The president of an NAACP chapter in Washington received a package containing racist threats that referenced her community activism.


Rachel Dolezal, the new head of Spokane’s NAACP, received the package Wednesday at the civil rights group’s post office box, reported The Spokesman-Review.

The large envelope – marked on the outside with “War Pig (Ret.)” and “Still Golfing on Wednesdays” – included photos of lynchings, images showing men and women aiming guns, and a photo of a black suspect used for target practice by police in Florida.

Several items specifically mentioned Dolezal’s public comments, including a speech she gave about racism “choking the justice out of law enforcement.”

Dolezal has led several high-profiled demonstrations related to the police killings of Michael Brown and Eric Garner, and she attempted to engage a restaurant owner in a discussion over his response to the “I can’t breathe” police brutality protests.

The restaurant owner mocked Garner’s dying words with a sign outside his business that read, “Shorty can’t breathe, either” – a reference to the beating death of Delbert “Shorty” Belton, a white World War II veteran, by two black teenagers.

Critics, including Spokane City Councilman Mike Fagan, accused Dolezal of trying to bully or silence the restaurant owner by pointing out that some people might be offended by his display.

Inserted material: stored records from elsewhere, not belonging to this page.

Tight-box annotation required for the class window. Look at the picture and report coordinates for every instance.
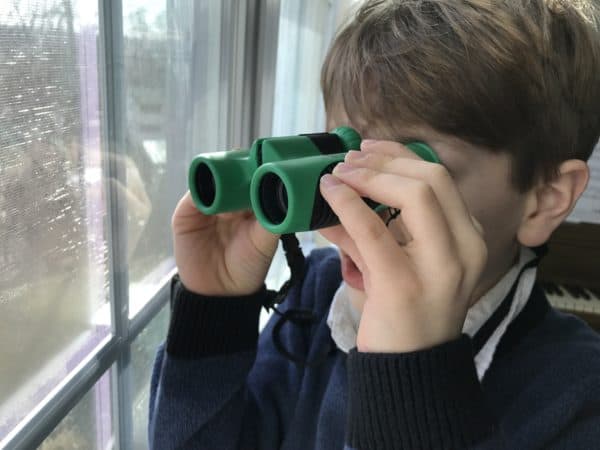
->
[0,0,260,449]
[261,0,356,308]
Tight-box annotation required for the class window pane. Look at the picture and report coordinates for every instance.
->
[39,372,116,450]
[123,0,226,317]
[261,0,351,304]
[131,304,170,450]
[0,0,110,440]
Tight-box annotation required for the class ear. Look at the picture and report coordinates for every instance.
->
[517,159,590,247]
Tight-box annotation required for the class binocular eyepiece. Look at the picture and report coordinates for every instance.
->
[188,127,439,234]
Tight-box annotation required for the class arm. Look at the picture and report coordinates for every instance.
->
[149,282,294,450]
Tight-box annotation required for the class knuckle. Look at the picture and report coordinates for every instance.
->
[362,214,387,241]
[412,180,435,203]
[429,164,451,183]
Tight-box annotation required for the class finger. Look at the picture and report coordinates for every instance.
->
[333,164,454,262]
[320,175,408,273]
[360,141,421,160]
[348,152,481,248]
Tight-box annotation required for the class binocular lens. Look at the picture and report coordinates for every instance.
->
[260,172,288,225]
[196,163,217,207]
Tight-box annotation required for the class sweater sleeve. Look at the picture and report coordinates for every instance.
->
[148,279,288,450]
[346,335,502,450]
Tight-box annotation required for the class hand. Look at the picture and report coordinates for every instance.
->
[321,141,487,352]
[171,192,279,296]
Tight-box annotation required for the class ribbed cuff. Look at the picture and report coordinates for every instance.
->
[346,335,493,450]
[166,277,266,359]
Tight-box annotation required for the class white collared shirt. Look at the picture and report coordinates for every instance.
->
[327,247,537,380]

A viral image about the Belton case posted on the Facebook page “Extremely Pissed Off Right Wingers 2” was included in the package, along with anti-gun control and anti-immigration materials and conspiracy theories about police protests sparking a race war.

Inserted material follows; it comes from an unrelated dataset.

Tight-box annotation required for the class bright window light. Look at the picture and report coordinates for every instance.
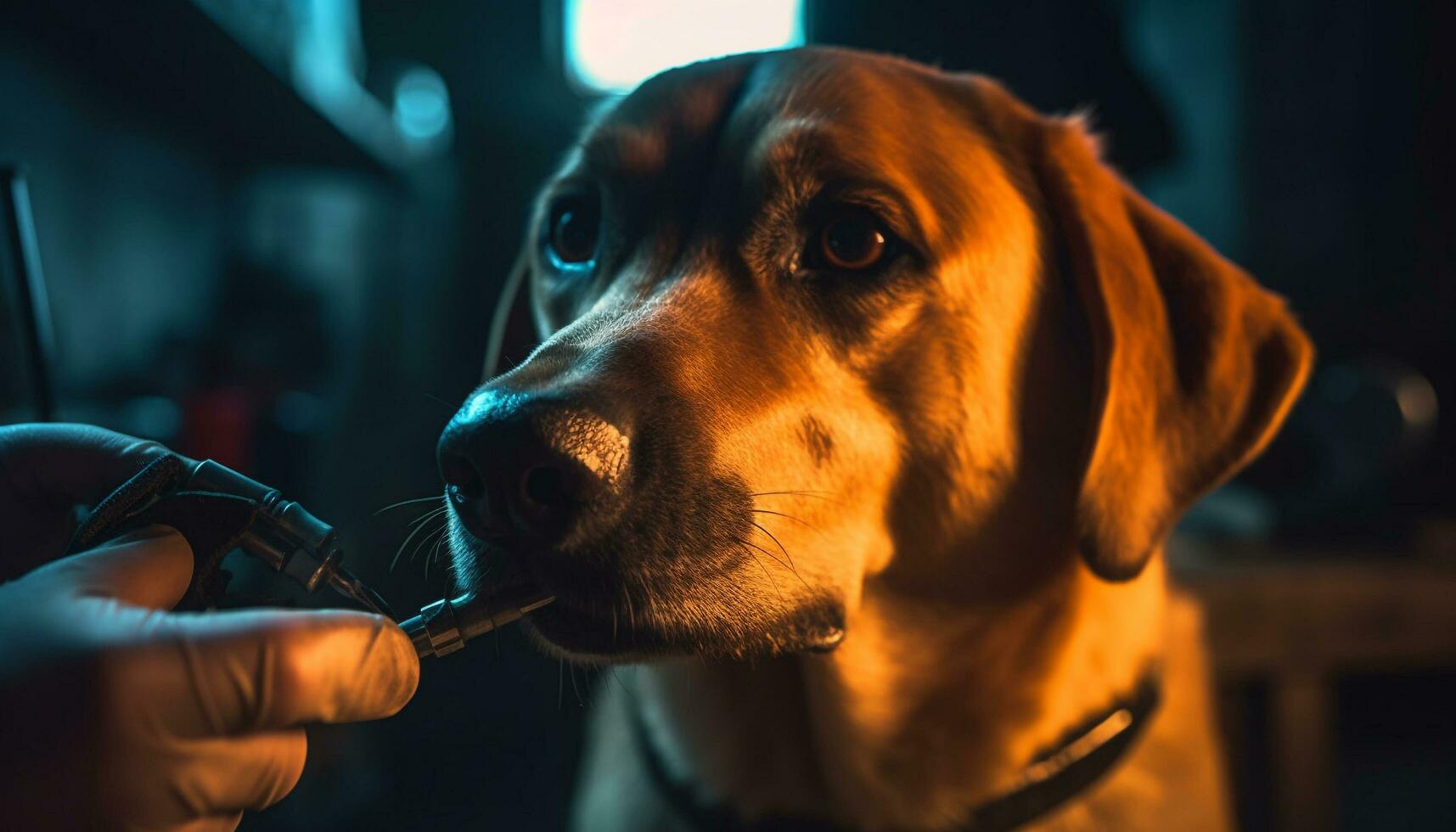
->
[564,0,804,93]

Dolezal has been threatened over her civil rights work since arriving in the eastern Washington area seven years ago.

She has received threats from neo-Nazis, had her home broken into, and found a noose left on her front porch – but she said she was alarmed by the latest threat.

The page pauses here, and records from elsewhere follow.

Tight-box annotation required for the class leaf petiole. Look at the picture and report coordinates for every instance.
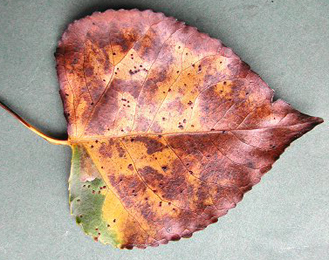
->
[0,101,70,145]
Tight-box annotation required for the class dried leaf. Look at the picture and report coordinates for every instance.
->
[0,10,322,249]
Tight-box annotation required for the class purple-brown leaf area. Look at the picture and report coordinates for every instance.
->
[56,9,323,248]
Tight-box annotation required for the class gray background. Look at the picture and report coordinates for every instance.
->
[0,0,329,260]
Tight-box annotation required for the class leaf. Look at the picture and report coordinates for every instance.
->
[0,9,323,249]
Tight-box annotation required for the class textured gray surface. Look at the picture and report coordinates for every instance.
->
[0,0,329,260]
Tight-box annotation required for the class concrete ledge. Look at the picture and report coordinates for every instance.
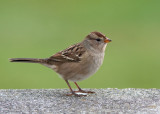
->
[0,89,160,114]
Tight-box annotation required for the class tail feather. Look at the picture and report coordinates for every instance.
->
[10,58,45,63]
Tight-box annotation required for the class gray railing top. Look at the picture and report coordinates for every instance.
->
[0,88,160,114]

“I was really shaken when I was reading this,” Dolezal said. “There were references from my presentation. The person had to be there.”

She has started carrying a gun and pulled her 13-year-old out of class to home school him.

Dolezal said racist extremism seems to be on the rise in her area, which is home to militia and white supremacist groups.

“It just seems like there’s so much tension and conflict right now that it’s unsettling,” she said.